In an ordinary week, when I’m writing at full speed, I produce 15,000 words of solid first draft. Those words aren’t perfect, and there will likely be fairly substantial revisions in specific language, but the plot is set and the general sequence of events and the backbone of the writing.
In the four full days of the retreat (Monday through Thursday, plus a few hours on Sunday after I arrived), I drafted almost 30,000 words. That’s one third of the new Jane Madison novel, JOY OF WITCHCRAFT. Those words are more likely to survive editing than my usual words because they were written quickly, in close proximity to each other. (I find that I do my best writing fast.)
In addition to drafting all those words, I also built a Scrivener file that contains all the Jane novels in one large project. That file makes my writing vastly more efficient — I can search one file to see if I’ve used a name before, or to track down the characteristics of a crystal or an herb, or to recall the name of a spell. It took me a few hours to do the work (see, Sunday evening), but the labor will benefit me for all the Jane novels to come.
Usually, I alternate writing time with breaks — taking long walks in the woods, heading down to the lake, etc. On this retreat, alas, it rained *buckets* on Monday.

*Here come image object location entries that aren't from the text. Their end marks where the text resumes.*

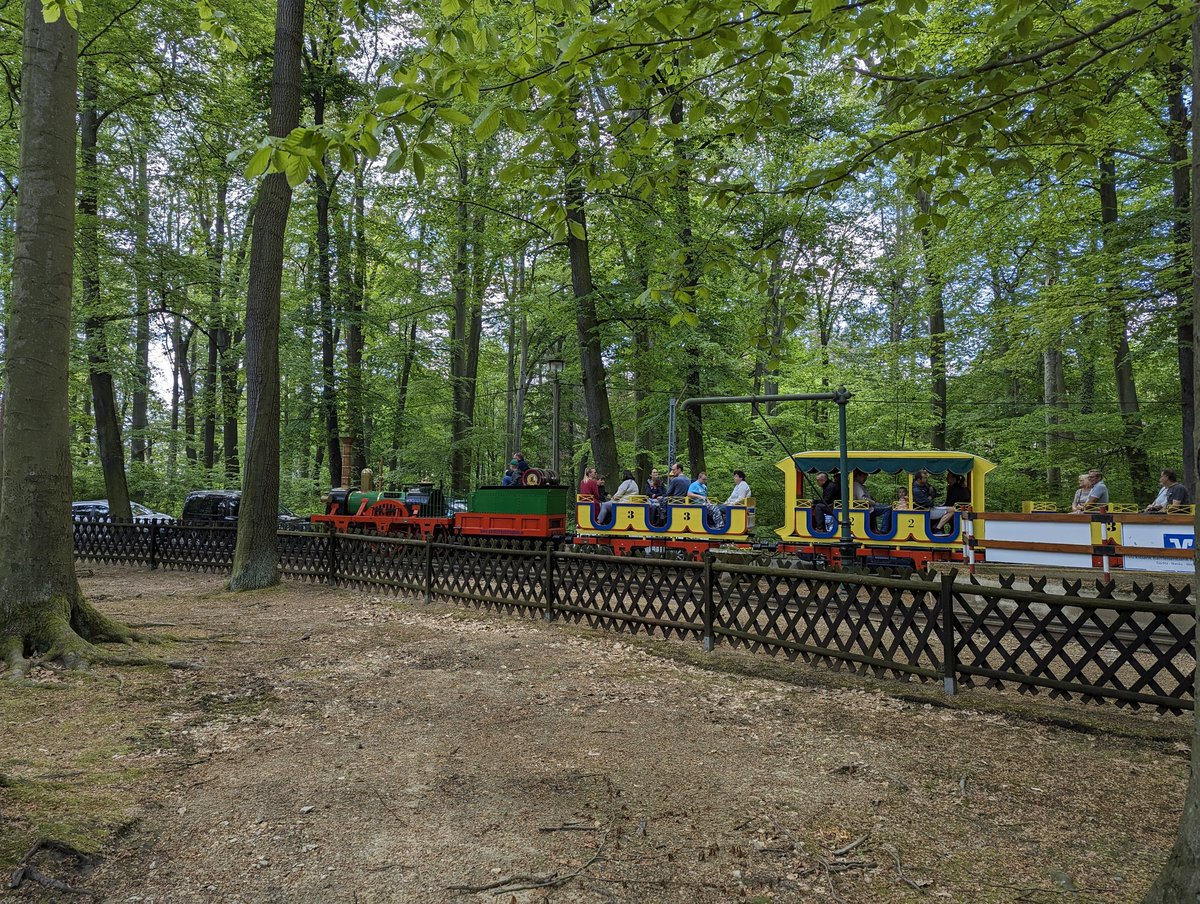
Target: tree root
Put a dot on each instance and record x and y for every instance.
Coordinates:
(12, 650)
(72, 640)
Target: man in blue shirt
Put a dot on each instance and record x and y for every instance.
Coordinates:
(679, 482)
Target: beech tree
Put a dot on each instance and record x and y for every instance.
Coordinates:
(42, 609)
(257, 555)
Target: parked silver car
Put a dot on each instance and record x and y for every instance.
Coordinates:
(99, 509)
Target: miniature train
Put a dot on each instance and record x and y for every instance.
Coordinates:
(535, 509)
(1113, 537)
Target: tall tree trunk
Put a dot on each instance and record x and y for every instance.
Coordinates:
(328, 337)
(256, 558)
(522, 384)
(694, 360)
(231, 361)
(139, 449)
(1051, 388)
(41, 605)
(595, 388)
(1180, 879)
(466, 331)
(184, 353)
(1119, 333)
(936, 306)
(103, 396)
(406, 367)
(214, 243)
(1181, 199)
(175, 370)
(355, 406)
(643, 399)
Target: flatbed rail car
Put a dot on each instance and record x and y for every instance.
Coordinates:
(905, 537)
(676, 527)
(528, 512)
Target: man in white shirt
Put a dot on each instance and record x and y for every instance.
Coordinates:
(741, 489)
(628, 488)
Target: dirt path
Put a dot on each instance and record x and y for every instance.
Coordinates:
(340, 747)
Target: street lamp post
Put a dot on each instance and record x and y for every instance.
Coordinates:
(555, 365)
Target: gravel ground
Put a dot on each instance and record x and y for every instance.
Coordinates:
(341, 747)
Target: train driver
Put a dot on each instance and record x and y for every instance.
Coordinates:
(741, 489)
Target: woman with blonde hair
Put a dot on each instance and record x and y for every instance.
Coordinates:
(1085, 486)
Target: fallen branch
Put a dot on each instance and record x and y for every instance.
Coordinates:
(501, 884)
(28, 872)
(849, 848)
(906, 880)
(568, 827)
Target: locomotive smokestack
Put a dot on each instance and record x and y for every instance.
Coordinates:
(347, 448)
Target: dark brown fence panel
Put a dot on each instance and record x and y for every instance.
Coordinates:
(197, 549)
(489, 576)
(369, 562)
(630, 594)
(307, 554)
(1134, 652)
(105, 540)
(1096, 644)
(858, 622)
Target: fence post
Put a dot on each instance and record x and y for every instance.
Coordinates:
(946, 615)
(547, 584)
(331, 561)
(708, 600)
(429, 570)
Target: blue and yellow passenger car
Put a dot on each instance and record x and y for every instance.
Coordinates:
(677, 526)
(904, 533)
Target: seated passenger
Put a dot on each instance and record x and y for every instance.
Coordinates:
(699, 494)
(957, 494)
(1173, 492)
(823, 512)
(924, 497)
(679, 483)
(628, 488)
(654, 488)
(741, 490)
(1080, 500)
(588, 486)
(880, 514)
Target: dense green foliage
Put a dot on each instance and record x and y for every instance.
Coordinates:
(777, 198)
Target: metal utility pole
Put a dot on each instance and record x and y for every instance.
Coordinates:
(840, 397)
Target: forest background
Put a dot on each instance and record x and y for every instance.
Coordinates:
(972, 215)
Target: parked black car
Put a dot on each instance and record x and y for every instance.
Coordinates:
(220, 507)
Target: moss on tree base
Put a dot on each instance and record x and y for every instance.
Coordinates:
(67, 632)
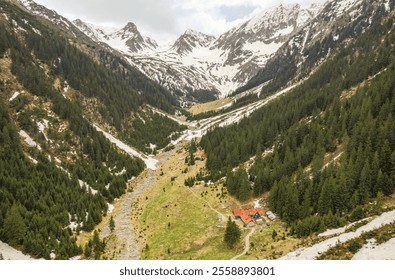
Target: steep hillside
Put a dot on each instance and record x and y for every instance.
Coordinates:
(199, 67)
(337, 24)
(58, 173)
(343, 113)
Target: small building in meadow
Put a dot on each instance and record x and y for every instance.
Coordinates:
(248, 216)
(271, 215)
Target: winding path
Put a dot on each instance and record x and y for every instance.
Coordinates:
(246, 244)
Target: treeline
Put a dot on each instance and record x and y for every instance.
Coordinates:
(38, 201)
(120, 88)
(321, 117)
(366, 169)
(93, 143)
(285, 67)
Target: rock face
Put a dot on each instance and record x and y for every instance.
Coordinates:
(337, 24)
(128, 39)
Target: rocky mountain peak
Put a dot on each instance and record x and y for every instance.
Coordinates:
(191, 39)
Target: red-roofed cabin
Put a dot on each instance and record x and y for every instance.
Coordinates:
(247, 216)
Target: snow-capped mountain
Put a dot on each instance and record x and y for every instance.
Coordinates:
(128, 39)
(338, 23)
(197, 61)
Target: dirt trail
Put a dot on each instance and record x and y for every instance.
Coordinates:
(209, 205)
(246, 244)
(122, 242)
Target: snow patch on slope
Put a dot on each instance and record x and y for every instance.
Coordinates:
(29, 140)
(150, 162)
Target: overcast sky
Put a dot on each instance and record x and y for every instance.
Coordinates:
(165, 20)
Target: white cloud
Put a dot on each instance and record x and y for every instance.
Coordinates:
(165, 20)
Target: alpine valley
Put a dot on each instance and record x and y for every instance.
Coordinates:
(273, 140)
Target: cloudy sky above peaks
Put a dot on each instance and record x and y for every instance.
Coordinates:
(165, 20)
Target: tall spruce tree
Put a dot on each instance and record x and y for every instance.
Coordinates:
(232, 234)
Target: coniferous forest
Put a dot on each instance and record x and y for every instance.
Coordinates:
(343, 110)
(323, 153)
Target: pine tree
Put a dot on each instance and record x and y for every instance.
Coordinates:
(232, 234)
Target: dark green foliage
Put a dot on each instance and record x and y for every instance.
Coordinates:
(189, 182)
(37, 201)
(315, 120)
(151, 128)
(112, 224)
(202, 95)
(232, 234)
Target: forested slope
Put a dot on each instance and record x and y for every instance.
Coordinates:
(324, 116)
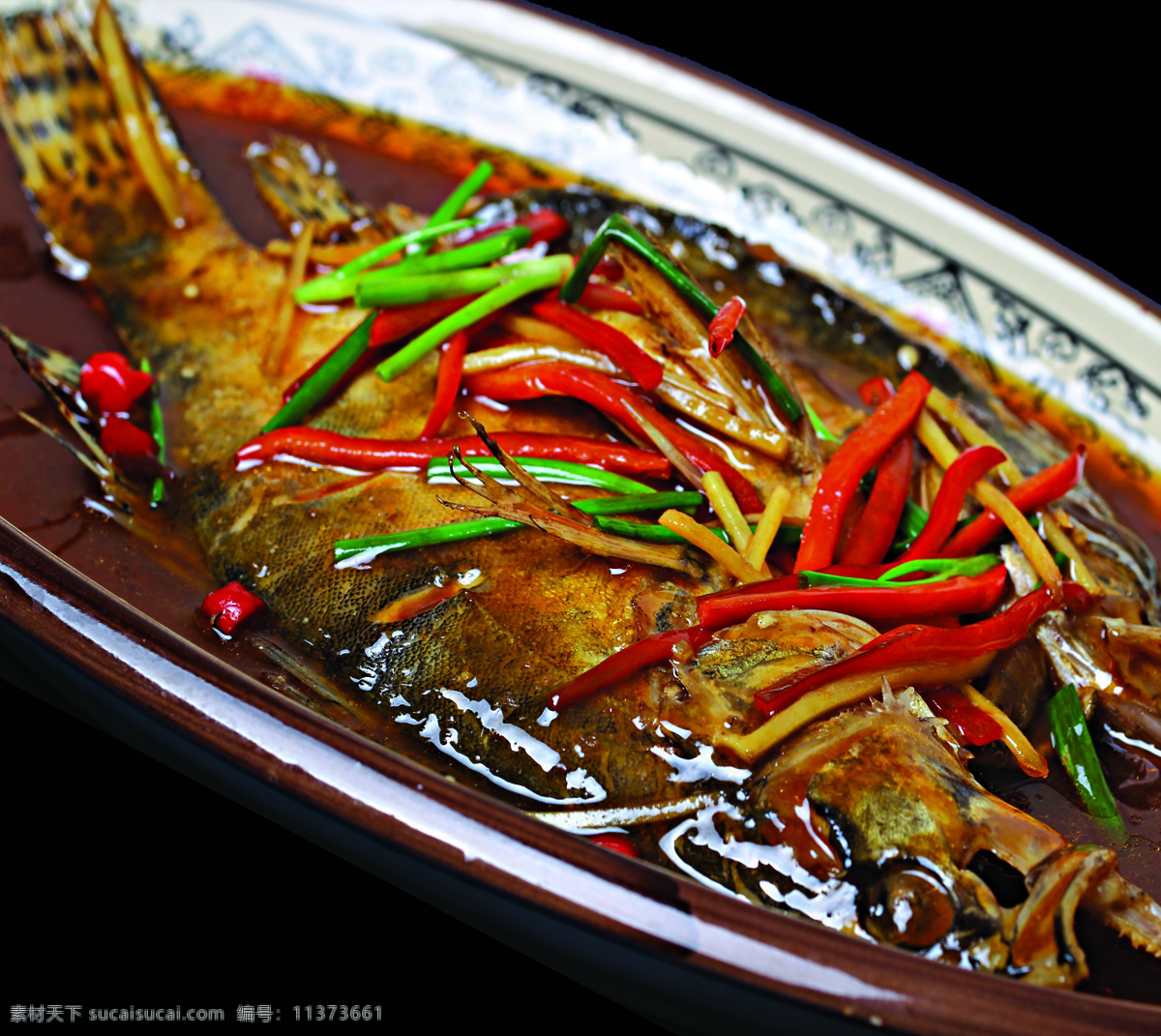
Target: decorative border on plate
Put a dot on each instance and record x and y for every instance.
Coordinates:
(537, 113)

And then on Tuesday, the temperature didn’t get above 25. (I took a short walk, but I headed back when the wind nearly blew my frozen ear lobes off my head.) On Wednesday and Thursday, the words were flowing and the temps were still glacial, so I kept my head down and wrote, wrote, wrote. On Friday, before we left, I did take one relatively long walk, but it was mostly a chance to say goodbye to the site.
Maria, I’ve discovered, is a great retreat-mate. We keep very different hours. I wake up relatively early, write a chunk in the morning, break for lunch, write a chunk in the afternoon, break for dinner, write a chunk in the evening, then go to bed around 11:00. She wakes up much later (around my lunch time) and she works must later (till 3 or 4 in the morning.) Therefore, we both have “alone time,” the same way that we have “together time.” It works out well.
I have two other retreats already scheduled in the new year — mini-retreats that last a weekend and take place at the homes of writer-friends. I’m looking forward to them, to the socializing, to the discussing business, to the short intense bursts of writing.